A set of instructions should appear, the first them being Global setup, which I'm assuming you've hopefully done already. Follow the Next steps instructions in your terminal to create your directory with the same name (in my case, project_documentation_online_build). They should go a little something like this:

mkdir project_documentation_online_build cd project_documentation_online_build git init touch README git add README git commit -m'first commit' git remote add origin git@github.com:YourUserName/project_documentation_online_build.git git push -u origin master
You can then create a new branch for this repository called gh-pages like so:
git symbolic-ref HEAD refs/heads/gh-pages
Switch to this branch:
git checkout gh-pages
Now you can place all your html files here, like for example your html-build from your Sphinx generated documentation. Once you've placed it all here, you can:

git add . git commit -a -m "First pages commit" git push origin gh-pages

Once you've done this, you should receive a message from Github to inform you that your pages has been succesfully built (usually after a couple minutes).
A wee bit later you should be able to check it at http://YourUserName.github.com/project_documentation_online_build/

Note1: If you're page built but it's missing it's theme and pretty colours, add a blank file called .no_jekyll to the main directory in your gh-pages branch and try pushing it again.

Note2: This is just what works for me. If you have any problems, I recommend you check out the GitHub Pages documentation.

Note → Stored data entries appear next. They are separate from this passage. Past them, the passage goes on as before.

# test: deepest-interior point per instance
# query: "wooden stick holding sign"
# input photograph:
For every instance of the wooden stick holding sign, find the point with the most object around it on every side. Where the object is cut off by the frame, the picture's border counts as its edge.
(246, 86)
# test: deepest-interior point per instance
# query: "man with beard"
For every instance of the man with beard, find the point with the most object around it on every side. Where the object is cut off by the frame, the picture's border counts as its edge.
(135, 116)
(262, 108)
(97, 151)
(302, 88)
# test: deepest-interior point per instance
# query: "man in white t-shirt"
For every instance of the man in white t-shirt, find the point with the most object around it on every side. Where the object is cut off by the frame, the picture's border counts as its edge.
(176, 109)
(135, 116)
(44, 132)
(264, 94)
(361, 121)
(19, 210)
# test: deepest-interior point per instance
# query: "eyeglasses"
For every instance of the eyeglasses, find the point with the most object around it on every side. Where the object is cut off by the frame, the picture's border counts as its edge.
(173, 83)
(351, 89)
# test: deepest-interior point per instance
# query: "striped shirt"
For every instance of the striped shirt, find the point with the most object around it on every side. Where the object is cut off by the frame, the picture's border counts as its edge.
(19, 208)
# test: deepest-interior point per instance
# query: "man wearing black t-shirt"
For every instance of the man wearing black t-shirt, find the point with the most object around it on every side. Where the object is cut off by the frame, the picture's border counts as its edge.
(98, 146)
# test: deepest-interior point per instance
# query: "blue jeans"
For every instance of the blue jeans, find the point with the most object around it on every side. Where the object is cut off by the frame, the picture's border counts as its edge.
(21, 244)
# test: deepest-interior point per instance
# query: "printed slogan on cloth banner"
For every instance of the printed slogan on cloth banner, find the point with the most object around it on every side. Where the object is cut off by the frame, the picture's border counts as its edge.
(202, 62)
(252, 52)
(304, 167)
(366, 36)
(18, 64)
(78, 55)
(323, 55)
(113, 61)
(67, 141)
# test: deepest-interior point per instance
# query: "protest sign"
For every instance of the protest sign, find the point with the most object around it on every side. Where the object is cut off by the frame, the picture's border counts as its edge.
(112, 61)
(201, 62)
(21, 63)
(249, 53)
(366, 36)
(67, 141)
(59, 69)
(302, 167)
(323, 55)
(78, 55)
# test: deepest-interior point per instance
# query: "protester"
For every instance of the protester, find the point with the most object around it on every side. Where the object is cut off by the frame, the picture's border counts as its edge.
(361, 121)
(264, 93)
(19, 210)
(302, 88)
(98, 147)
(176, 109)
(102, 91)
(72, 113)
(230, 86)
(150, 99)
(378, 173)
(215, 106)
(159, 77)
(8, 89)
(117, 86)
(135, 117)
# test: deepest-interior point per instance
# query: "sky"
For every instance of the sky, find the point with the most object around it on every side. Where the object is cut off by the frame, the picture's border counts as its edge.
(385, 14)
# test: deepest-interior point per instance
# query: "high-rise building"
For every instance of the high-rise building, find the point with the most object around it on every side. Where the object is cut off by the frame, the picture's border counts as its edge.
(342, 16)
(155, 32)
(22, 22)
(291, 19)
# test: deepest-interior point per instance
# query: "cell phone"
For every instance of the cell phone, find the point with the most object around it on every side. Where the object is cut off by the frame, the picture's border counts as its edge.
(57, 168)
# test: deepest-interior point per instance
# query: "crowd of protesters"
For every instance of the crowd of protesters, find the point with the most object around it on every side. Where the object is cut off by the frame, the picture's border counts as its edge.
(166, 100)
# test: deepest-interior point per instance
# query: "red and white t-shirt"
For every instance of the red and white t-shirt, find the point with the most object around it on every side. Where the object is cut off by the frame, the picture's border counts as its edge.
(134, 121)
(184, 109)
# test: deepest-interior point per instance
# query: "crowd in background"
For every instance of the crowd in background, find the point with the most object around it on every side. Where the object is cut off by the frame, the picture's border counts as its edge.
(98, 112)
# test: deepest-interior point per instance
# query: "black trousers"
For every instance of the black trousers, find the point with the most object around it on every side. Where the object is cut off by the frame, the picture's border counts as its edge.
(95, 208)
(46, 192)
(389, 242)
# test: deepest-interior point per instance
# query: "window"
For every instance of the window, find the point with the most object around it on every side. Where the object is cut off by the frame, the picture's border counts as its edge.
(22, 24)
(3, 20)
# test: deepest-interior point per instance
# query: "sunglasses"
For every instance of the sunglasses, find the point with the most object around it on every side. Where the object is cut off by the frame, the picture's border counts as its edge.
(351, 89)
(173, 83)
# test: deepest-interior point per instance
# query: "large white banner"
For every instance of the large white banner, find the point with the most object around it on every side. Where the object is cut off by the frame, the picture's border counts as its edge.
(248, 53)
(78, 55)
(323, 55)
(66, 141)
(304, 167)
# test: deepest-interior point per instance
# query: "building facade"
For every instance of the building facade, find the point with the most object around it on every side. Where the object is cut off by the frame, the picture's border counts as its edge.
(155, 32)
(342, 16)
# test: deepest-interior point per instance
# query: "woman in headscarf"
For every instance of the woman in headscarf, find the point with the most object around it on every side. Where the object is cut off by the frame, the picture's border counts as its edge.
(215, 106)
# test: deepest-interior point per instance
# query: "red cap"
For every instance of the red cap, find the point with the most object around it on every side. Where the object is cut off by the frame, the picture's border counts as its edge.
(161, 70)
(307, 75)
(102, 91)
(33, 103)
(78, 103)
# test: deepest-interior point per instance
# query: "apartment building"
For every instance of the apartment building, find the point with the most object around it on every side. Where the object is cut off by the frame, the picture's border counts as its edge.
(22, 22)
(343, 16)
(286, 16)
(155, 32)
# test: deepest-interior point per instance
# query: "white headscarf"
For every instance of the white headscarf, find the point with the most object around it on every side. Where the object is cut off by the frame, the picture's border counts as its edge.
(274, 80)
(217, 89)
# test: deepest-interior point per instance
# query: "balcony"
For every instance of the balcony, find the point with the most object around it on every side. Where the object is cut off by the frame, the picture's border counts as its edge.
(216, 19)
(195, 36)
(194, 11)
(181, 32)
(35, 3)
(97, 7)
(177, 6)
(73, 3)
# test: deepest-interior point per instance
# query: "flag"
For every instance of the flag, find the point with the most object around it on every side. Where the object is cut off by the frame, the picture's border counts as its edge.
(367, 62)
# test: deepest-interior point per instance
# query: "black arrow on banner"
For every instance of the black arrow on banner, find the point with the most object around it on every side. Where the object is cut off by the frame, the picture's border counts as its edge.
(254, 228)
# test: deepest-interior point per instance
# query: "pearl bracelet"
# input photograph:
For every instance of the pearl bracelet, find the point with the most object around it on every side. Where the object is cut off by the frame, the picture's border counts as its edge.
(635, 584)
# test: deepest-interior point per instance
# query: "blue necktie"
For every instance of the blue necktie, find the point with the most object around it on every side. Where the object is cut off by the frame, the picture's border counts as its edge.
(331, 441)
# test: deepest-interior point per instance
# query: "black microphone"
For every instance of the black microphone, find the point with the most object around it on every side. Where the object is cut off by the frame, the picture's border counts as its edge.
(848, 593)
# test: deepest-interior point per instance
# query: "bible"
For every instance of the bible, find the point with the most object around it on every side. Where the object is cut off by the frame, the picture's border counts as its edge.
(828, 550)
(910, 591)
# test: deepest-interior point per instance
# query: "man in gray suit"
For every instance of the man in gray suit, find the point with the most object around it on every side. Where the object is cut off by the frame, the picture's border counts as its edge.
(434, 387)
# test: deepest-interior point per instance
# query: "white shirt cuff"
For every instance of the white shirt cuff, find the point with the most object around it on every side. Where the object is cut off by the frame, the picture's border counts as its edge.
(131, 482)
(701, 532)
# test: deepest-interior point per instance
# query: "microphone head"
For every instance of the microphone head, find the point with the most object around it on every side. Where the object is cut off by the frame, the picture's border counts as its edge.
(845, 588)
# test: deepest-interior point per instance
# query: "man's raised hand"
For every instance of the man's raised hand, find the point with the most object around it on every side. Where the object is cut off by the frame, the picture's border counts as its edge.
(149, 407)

These instructions, together with those that are displayed upon creating a new repository, are pretty much what I'm summarising here.

Friday, April 20, 2012

Informative features

Let's say you want to generate a synthetic data-set to play around with for classification,
and you set

n_samples = 100

n_features = 1000

and you generate the following data


import numpy as np

import matplotlib.pyplot as plt


X1 = np.asarray(np.randn(n_samples/2, n_features))

X2 = np.asarray(np.randn(n_samples/2, n_features)) + 5

X = np.append(X1, X2, axis=0)

rnd.shuffle(X)



plt.scatter(X[:,0], X[:,1])

plt.show()

For a binary classification, the function which determines our labels is \[y = sign(X \bullet \omega)\]
Where \(\omega\) is our coefficients.
For now, let's set our coefficients equal to a bunch of zeros:
coef = (np.zeros(n_features))
If we wish to make it so that we have, say, 10 informative features, we can for example set 10 of our coefficients equal to a non-zero value. Now when we dot it with our data, X, we will basically
tell it that the 10 non-zero coefficients are our informative features, while the rest that will be
multiplied by zeros are not informative.

So,

coef[:10] = 1

y = np.sign(np.dot(X,coef))

will give us our corresponding labels such that we have 10 informative features.
A way to visualise this, is to use the Scikit-Learn package's f_classif function.
If you have the Scikit-learn package installed, do the following:

from sklearn.feature_selection import f_classif

p,v = f_classif(X,y)

plt.plot(p)

plt.show()

Here you can see that the first 10 features are rated as the most informative.